Origin of giant waves explained
"The extraordinary waves that wreaked havoc along the KwaZulu-Natal coast on Monday had very little to do with high spring tides, or the much-publicised 18.6-year alignment of the Earth, moon and sun."
The extraordinary waves that wreaked havoc along the KwaZulu-Natal coast on Monday had very little to do with high spring tides, or the much-publicised 18.6-year alignment of the Earth, moon and sun.
Quite simply, it was a very powerful and unusual storm at sea that drove up the height of waves to 8m to 12m, the highest waves recorded along this part of the coast for at least 23 years.
This is according to SA Weather Service principal researcher Ian Hunter, who laid the blame for the flooding and destruction of property on an intense "cut-off" low pressure system - the same type of weather phenomenon that caused the September 1987 floods in Durban and the Laingsberg floods of January 1981.
In an article posted on the weather service's website this week, Hunter said cut-off lows often led to very high coastal wind speeds as well as wave swells that hit the coast at odd angles, causing more erosion.
Hunter noted that the build-up of the bad weather and the point of maximum intensity on Monday morning had been captured by weather prediction models in other countries three to four days in advance.

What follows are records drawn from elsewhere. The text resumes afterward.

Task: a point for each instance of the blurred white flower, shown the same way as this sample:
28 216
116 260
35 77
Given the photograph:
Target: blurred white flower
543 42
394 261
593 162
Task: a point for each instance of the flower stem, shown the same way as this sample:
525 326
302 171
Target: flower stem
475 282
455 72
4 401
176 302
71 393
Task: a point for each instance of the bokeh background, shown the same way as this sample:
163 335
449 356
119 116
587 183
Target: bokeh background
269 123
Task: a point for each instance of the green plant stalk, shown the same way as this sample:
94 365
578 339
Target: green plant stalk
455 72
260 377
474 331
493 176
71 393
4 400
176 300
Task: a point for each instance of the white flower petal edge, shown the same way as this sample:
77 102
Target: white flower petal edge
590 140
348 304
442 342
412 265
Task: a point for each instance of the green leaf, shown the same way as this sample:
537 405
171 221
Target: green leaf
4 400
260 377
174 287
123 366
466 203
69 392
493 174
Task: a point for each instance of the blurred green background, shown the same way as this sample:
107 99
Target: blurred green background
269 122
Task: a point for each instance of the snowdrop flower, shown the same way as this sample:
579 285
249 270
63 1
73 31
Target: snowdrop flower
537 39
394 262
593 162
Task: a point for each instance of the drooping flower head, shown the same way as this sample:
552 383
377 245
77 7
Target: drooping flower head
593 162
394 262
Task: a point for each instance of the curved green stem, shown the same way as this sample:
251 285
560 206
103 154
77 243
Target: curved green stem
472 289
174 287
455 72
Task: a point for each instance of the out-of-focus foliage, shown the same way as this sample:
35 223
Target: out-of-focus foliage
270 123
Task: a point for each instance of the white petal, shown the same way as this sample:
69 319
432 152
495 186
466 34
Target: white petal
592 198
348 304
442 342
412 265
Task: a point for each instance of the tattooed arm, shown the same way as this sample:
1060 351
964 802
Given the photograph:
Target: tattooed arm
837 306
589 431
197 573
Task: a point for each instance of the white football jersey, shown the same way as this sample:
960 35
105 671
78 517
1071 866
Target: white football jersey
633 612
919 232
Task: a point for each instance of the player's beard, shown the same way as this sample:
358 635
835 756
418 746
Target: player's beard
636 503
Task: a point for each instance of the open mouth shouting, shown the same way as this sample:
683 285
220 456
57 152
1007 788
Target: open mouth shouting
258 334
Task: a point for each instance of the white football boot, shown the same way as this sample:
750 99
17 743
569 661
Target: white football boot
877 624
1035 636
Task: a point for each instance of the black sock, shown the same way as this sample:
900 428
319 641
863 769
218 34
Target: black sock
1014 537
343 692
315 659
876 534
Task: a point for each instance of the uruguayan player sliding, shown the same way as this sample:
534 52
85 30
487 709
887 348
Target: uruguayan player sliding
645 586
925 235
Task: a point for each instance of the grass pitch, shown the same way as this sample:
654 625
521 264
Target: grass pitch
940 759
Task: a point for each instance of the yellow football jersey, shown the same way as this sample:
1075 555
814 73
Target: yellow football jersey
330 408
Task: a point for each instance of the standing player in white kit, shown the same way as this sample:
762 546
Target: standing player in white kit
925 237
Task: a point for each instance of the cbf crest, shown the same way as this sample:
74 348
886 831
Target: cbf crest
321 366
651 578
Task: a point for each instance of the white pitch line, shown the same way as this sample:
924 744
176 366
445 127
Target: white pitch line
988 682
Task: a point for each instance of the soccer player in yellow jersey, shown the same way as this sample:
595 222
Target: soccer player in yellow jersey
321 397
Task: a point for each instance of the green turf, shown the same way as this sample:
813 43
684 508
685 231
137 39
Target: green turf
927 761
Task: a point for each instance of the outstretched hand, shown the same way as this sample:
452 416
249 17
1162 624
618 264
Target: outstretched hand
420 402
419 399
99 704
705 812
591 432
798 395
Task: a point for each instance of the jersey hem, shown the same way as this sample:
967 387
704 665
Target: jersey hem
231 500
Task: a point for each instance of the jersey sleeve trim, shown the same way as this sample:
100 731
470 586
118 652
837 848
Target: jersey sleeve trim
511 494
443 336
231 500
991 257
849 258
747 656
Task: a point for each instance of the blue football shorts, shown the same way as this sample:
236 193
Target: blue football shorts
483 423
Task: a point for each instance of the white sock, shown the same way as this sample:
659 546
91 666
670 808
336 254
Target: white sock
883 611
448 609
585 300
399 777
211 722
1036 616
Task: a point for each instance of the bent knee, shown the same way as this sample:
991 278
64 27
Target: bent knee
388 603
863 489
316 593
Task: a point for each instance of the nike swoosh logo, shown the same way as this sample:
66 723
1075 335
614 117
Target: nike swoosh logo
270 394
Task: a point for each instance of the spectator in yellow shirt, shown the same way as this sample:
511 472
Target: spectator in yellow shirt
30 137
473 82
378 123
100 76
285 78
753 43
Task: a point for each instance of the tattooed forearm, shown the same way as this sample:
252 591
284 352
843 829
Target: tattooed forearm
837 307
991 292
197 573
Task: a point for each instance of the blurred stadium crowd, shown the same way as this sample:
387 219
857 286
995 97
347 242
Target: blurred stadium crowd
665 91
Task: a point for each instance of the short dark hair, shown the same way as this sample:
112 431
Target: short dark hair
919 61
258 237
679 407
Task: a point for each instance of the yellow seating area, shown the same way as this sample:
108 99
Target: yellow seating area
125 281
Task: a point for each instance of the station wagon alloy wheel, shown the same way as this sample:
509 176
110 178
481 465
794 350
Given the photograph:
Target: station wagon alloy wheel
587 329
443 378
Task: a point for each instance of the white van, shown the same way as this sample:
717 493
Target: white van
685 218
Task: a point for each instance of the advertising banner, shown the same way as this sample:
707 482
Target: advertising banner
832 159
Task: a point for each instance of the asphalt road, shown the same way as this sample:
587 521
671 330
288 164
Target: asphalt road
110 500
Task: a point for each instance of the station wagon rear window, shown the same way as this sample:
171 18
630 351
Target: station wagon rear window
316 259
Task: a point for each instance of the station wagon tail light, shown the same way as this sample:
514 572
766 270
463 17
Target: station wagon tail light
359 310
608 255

"Not only was the location correctly predicted at this stage - the forecast intensity was also very close to what actually transpired. Similarly, the global wave models were also foreseeing the 10m waves analysed off the east coast, with a lead time of three to four days."
His comments have raised questions about whether the SA Weather Service warning notices adequately reflected the severity and danger of the impending storm.
Records show that the weather service did in fact issue a warning at 5pm on the Saturday preceding the storm, warning of gale-force winds and predicting "very rough seas with wave heights of 5m or more".
Unlike the weather bureaus of the United Kingdom and the United States, for example, the SA Weather Service did not have a "surge" model that was able to analyse a wider variety of data such as beach slopes and sea depths that contributed to the power of waves at different locations on the coast.
However, in his article analysing the cause of the freak weather event, Hunter noted that the severe storm almost 700km out to sea had coincided with the new moon and vernal equinox - planetary events that result in high spring tides.
Hunter acknowledged that the high spring tides contributed to some extent to the higher water levels - but if there had been no bad weather at the time, the spring high tide level in Durban would have been no more than 50cm above an average high tide.
"Some mention has also been made of the nodal tidal signal (which happens every 18.6 years) implying that this was a major (contributing) factor."
However, in Hunter's opinion, this cyclical alignment of the Earth, sun and moon was not nearly as significant as the wind- and storm-induced "surge" effect that accounted for the monster-sized waves.
It also emerged on Thursday that specialised wave height measuring equipment at Durban Harbour was on the blink on Monday morning, making it impossible to determine the exact height of the waves in Durban. However, average wave heights of 8.5m (as well as occasional wave heights of just over 12m) were measured at Richards Bay on Monday morning by the Council for Scientific and Industrial Research.
Marius Rossouw, a coastal research engineer at the CSIR in Cape Town, said it might be possible to do some "hindcasting" to calculate the Durban wave heights, but it was likely that they were very similar to those measured at Richards Bay.
He noted that waves as high as 8m were recorded about once a year along the Cape south-west coast, but such high waves were extremely rare on the KZN coast.